Forum o żółwiach lądowych - żółw stepowy i grecki, hodowla, terrarium, nasze żółwie
Żółwie lądowe => Choroby => Wątek zaczęty przez: Mateuszol w 03.07.2023, 12:02:19 pm
-
Witam. Kilka dni temu u mojego 10 letniego żółwia żółtolicego pojawiły się białe plamki, teraz jedno z oczu robi się takie zamglone, jakby zaćma. Żółw już słabo widzi i jest dość spokojny.
-
Hej, nie wiem jak ci pomóc bo to jest forum o żółwiach lądowych.
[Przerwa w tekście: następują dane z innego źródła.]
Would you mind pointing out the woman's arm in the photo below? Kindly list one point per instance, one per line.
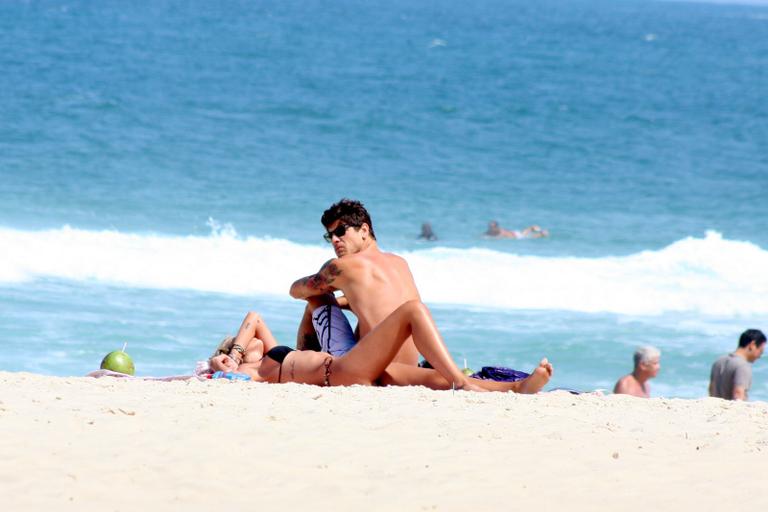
(253, 340)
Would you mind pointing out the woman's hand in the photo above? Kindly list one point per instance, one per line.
(224, 363)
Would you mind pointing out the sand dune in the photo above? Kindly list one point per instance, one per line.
(128, 445)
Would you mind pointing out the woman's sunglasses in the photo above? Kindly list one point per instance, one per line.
(339, 232)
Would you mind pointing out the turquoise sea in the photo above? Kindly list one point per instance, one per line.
(164, 165)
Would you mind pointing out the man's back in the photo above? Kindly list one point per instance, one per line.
(728, 372)
(376, 283)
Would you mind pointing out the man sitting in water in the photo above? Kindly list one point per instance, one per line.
(731, 375)
(496, 231)
(647, 365)
(427, 233)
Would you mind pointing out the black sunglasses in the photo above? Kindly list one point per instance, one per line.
(340, 230)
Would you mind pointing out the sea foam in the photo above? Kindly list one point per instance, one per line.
(709, 275)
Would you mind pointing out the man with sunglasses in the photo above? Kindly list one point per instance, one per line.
(374, 284)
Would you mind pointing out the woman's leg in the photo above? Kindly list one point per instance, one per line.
(373, 353)
(253, 326)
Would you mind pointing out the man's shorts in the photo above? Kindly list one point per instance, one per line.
(333, 330)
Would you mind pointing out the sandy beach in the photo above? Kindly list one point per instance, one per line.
(81, 443)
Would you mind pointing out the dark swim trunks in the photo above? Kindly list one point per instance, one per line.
(333, 330)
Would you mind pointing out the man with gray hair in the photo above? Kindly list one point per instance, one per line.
(647, 366)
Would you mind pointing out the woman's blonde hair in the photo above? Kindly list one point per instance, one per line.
(224, 347)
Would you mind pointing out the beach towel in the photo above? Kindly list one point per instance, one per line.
(202, 370)
(500, 374)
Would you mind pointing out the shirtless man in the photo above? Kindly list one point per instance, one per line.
(647, 365)
(374, 283)
(496, 231)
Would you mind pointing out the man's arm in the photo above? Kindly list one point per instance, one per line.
(742, 378)
(323, 281)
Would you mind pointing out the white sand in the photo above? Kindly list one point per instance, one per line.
(111, 444)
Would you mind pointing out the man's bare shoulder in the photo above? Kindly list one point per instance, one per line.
(394, 259)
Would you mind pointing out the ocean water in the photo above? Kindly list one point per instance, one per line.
(163, 169)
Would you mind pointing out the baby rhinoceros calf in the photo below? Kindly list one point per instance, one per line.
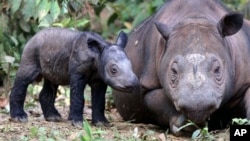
(63, 57)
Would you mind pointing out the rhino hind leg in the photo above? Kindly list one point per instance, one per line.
(165, 113)
(47, 100)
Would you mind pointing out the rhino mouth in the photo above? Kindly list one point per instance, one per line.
(199, 117)
(124, 89)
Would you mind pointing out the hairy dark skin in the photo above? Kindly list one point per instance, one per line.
(191, 58)
(66, 57)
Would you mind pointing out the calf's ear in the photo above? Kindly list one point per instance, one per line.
(95, 44)
(230, 24)
(163, 29)
(122, 39)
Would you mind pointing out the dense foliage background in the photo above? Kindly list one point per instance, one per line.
(21, 19)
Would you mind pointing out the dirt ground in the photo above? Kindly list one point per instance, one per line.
(38, 129)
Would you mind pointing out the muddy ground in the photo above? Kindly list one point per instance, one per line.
(38, 129)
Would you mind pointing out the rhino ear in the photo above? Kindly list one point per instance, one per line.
(163, 29)
(95, 44)
(230, 24)
(122, 39)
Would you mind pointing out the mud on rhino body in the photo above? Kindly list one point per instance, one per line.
(62, 57)
(192, 60)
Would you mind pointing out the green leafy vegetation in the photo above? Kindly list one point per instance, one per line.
(21, 19)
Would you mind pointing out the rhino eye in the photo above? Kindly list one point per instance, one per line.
(113, 70)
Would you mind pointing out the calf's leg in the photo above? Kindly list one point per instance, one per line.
(77, 85)
(47, 100)
(25, 76)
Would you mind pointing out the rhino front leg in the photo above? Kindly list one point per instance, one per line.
(247, 103)
(77, 85)
(47, 100)
(98, 91)
(25, 76)
(165, 112)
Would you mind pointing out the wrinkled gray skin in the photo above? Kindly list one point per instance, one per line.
(63, 57)
(192, 60)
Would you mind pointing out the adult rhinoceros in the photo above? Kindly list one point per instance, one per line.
(193, 61)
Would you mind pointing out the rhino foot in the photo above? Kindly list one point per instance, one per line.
(102, 124)
(57, 118)
(19, 119)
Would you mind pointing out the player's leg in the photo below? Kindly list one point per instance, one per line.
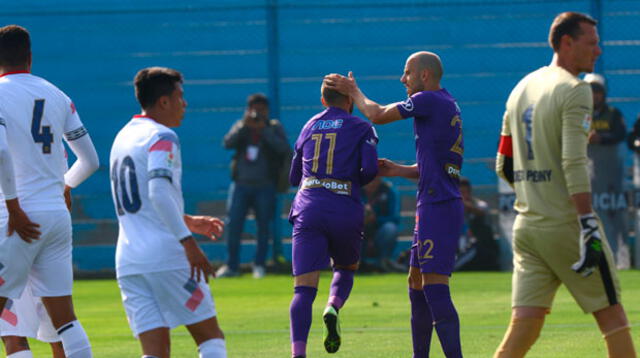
(57, 350)
(264, 205)
(156, 342)
(616, 331)
(300, 311)
(341, 286)
(598, 293)
(184, 301)
(310, 254)
(344, 232)
(145, 316)
(52, 279)
(16, 347)
(443, 311)
(238, 209)
(73, 336)
(421, 319)
(438, 233)
(534, 286)
(209, 338)
(524, 329)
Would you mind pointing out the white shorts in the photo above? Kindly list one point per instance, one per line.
(45, 262)
(165, 299)
(27, 317)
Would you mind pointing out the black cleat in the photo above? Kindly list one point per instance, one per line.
(331, 330)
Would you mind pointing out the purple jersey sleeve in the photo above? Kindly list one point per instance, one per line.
(369, 157)
(415, 106)
(295, 174)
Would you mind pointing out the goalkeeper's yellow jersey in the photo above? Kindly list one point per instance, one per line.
(548, 116)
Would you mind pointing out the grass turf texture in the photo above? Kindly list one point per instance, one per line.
(254, 315)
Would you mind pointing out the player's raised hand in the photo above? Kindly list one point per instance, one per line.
(19, 222)
(342, 84)
(200, 265)
(67, 197)
(590, 245)
(387, 168)
(208, 226)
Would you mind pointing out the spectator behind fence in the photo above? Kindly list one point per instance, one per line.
(259, 145)
(478, 248)
(380, 225)
(607, 169)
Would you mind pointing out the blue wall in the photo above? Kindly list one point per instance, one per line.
(92, 49)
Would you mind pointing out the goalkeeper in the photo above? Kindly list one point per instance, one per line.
(557, 238)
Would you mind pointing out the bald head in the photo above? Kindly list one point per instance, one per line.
(429, 61)
(422, 72)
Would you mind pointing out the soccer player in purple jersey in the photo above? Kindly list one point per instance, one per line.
(335, 155)
(438, 132)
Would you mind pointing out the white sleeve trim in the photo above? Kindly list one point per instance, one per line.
(87, 162)
(166, 207)
(7, 177)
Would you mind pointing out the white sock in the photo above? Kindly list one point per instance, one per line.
(213, 348)
(21, 354)
(74, 340)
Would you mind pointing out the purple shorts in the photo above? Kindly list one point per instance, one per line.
(436, 236)
(319, 235)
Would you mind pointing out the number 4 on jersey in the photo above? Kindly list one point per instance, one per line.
(41, 134)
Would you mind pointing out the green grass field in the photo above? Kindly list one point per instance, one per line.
(254, 315)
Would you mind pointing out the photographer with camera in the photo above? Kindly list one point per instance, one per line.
(259, 143)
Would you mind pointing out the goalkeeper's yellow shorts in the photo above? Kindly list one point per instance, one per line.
(542, 259)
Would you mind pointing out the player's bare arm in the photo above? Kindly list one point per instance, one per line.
(19, 222)
(388, 168)
(200, 265)
(375, 112)
(208, 226)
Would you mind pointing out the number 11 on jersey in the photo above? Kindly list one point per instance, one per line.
(317, 138)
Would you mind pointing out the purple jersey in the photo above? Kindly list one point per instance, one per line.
(439, 145)
(335, 155)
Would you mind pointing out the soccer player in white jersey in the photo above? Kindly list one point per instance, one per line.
(35, 245)
(161, 271)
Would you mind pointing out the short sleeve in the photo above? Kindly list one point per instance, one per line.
(73, 128)
(371, 136)
(414, 106)
(506, 130)
(163, 156)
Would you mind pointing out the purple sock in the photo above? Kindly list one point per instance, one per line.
(421, 323)
(445, 319)
(300, 313)
(341, 286)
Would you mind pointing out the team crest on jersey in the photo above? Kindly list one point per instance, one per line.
(586, 123)
(407, 105)
(170, 158)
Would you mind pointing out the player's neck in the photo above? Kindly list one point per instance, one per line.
(157, 116)
(342, 108)
(432, 86)
(564, 63)
(13, 69)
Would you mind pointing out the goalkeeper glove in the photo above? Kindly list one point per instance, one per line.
(590, 245)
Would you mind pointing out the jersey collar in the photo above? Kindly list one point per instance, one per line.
(141, 116)
(13, 73)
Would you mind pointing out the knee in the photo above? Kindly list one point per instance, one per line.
(352, 267)
(414, 280)
(15, 344)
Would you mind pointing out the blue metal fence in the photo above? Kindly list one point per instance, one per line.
(228, 49)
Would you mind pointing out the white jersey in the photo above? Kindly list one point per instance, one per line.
(145, 149)
(36, 115)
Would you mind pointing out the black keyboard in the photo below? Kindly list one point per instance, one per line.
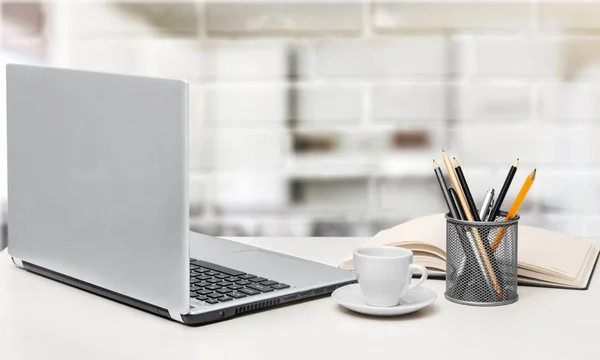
(213, 284)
Mogę jedynie Ci doradzić żebyś odwiedził dobrego veta, który zdiagnozuje co się dzieje.
Napisz skąd jesteś, a kogoś Tobie polecę.
-
Żółwiowi odrobinę się poprawiło z oczami, trochę zjadł też ale bardzo malutko. Jednak wydalił coś białego, jakby białą błonę. Te problemy jego wszystkie mogą być związane ze zwiększoną ilością chloru w wodzie kranowej?
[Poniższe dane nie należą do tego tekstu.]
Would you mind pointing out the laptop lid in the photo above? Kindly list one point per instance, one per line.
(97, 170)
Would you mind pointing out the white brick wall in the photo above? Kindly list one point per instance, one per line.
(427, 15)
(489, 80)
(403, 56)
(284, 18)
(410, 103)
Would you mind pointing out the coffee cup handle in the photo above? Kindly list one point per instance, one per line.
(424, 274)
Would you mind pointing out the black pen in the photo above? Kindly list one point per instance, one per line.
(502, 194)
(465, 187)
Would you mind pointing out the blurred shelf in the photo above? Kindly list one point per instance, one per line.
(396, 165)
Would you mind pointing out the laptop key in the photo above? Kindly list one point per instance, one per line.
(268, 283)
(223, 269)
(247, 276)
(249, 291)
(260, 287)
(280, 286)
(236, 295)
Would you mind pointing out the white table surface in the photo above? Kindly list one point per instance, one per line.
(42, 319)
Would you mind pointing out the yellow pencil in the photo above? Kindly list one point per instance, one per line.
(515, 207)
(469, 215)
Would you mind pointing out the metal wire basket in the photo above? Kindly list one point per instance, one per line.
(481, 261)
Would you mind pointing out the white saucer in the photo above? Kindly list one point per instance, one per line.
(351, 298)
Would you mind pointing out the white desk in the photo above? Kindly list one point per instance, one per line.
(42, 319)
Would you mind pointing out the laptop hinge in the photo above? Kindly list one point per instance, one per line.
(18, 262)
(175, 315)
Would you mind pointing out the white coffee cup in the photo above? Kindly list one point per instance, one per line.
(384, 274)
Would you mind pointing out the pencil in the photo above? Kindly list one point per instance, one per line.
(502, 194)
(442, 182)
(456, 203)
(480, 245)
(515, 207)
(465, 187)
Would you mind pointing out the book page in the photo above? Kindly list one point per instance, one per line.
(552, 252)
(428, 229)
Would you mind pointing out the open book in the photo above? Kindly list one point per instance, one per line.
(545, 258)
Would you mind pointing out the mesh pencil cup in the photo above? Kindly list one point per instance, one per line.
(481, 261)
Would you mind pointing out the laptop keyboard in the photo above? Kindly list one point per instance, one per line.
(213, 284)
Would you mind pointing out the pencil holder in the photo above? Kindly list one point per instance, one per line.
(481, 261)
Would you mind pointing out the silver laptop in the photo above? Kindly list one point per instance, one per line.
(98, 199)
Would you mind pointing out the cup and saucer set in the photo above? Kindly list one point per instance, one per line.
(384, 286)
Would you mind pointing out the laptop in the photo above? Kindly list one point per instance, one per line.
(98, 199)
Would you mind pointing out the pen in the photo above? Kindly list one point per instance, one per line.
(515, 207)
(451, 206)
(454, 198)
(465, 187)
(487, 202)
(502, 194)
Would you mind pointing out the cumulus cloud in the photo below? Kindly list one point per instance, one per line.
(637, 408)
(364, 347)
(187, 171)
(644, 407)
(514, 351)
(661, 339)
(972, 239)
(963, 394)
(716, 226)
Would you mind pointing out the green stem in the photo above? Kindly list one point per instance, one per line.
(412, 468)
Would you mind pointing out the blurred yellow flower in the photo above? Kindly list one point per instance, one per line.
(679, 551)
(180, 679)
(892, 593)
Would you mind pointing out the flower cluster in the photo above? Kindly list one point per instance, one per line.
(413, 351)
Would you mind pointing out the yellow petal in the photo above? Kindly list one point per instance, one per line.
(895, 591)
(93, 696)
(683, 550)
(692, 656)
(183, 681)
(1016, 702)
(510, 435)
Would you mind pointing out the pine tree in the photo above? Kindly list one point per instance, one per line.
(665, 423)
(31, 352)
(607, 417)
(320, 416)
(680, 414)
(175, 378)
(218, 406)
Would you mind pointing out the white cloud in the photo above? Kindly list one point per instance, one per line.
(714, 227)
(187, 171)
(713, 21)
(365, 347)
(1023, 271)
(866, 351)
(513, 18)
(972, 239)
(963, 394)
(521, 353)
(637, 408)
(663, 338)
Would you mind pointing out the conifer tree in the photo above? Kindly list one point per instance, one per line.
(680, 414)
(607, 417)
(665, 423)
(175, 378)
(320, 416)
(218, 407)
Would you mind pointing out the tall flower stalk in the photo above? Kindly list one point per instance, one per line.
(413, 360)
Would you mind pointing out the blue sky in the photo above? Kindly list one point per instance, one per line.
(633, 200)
(https://i.ibb.co/3cVt2dj/Przechwytywanie.jpg)
-
Hmmm.
To wygląda jak kwas moczowy, czyli coś normalnego. Jak mówiłem, nie znamy się tu na żółwiach wodno-lądowych więc pomóc może dobry weterynarz. Skąd jesteś?
-
Niestety żółw wczoraj zmarł. Wydawałoby się, że wszystko już dobrze to nagle pojawiły się problemy z oddychaniem. Siedział w wodzie i nagle wszedł na wyspę i tak został, serce chyba stanęło. Jak go wyjmowałem to jakby woda się w nim przelewała. Możliwe że się utopił?
-
Bardzo mi przykro :(
Natomiast nie rozumiem kompletnie twojej reakcji a raczej jej braku, bo co by nie mówić to przyczyniłeś się do tego.
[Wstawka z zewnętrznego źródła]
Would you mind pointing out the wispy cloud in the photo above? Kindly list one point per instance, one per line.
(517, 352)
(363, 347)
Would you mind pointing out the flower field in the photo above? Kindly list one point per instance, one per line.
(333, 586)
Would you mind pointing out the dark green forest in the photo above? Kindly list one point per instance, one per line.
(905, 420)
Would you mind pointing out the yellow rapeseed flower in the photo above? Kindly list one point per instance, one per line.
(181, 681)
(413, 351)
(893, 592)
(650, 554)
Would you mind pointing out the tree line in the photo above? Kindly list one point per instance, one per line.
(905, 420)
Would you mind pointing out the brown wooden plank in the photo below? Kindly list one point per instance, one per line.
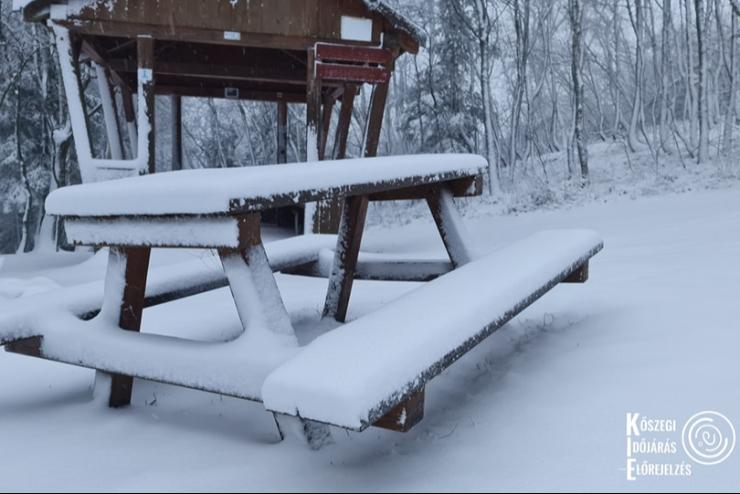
(354, 54)
(282, 131)
(579, 276)
(345, 122)
(450, 227)
(176, 132)
(354, 214)
(131, 311)
(405, 415)
(352, 73)
(145, 53)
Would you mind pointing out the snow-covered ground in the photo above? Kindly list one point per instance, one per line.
(539, 406)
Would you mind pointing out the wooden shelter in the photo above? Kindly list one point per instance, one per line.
(312, 52)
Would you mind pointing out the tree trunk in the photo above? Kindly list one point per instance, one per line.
(575, 11)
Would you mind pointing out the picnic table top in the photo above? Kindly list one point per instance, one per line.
(251, 189)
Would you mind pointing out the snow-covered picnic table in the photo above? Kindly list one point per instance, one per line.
(369, 372)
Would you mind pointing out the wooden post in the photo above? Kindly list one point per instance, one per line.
(326, 125)
(145, 51)
(107, 101)
(176, 103)
(354, 214)
(282, 131)
(313, 131)
(69, 59)
(349, 239)
(254, 289)
(127, 101)
(345, 121)
(126, 276)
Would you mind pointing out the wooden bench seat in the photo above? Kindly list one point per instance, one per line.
(19, 319)
(354, 376)
(232, 368)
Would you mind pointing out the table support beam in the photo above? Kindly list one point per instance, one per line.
(352, 225)
(124, 303)
(451, 227)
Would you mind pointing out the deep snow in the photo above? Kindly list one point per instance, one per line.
(539, 406)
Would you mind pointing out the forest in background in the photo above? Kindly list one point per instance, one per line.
(513, 80)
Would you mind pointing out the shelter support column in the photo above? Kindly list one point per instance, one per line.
(176, 104)
(313, 130)
(109, 113)
(145, 51)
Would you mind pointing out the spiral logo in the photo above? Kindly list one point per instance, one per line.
(709, 438)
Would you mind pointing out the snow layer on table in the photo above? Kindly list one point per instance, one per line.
(207, 191)
(191, 232)
(343, 376)
(23, 319)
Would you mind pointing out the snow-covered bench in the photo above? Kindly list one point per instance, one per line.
(357, 375)
(390, 354)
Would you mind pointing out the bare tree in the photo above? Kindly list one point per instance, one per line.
(575, 14)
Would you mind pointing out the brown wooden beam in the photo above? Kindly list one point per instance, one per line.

03.07. napisałeś pierwszy post o problemie z oczami. Tego samego dnia odpisałem ci że to nie jest forum o żółwiach wodno-lądowych ALE mogę polecić dobergo veta do którego powinieneś się wybrać i zapytałem skąd jesteś PO RAZ PIERWSZY
Na to pytanie oczywiście nie odpowiedziałeś, DLACZEGO??
Później po tygodniu napisałeś o czymś dziwnym wydalonym a ja PO RAZ KOLEJNY napisałem że to nie to forum i PO RAZ DRUGI zapytałem skąd jesteś i poleciłem udać się do veta.
Na to pytanie oczywiście nie odpowiedziałeś po raz kolejny, DLACZEGO??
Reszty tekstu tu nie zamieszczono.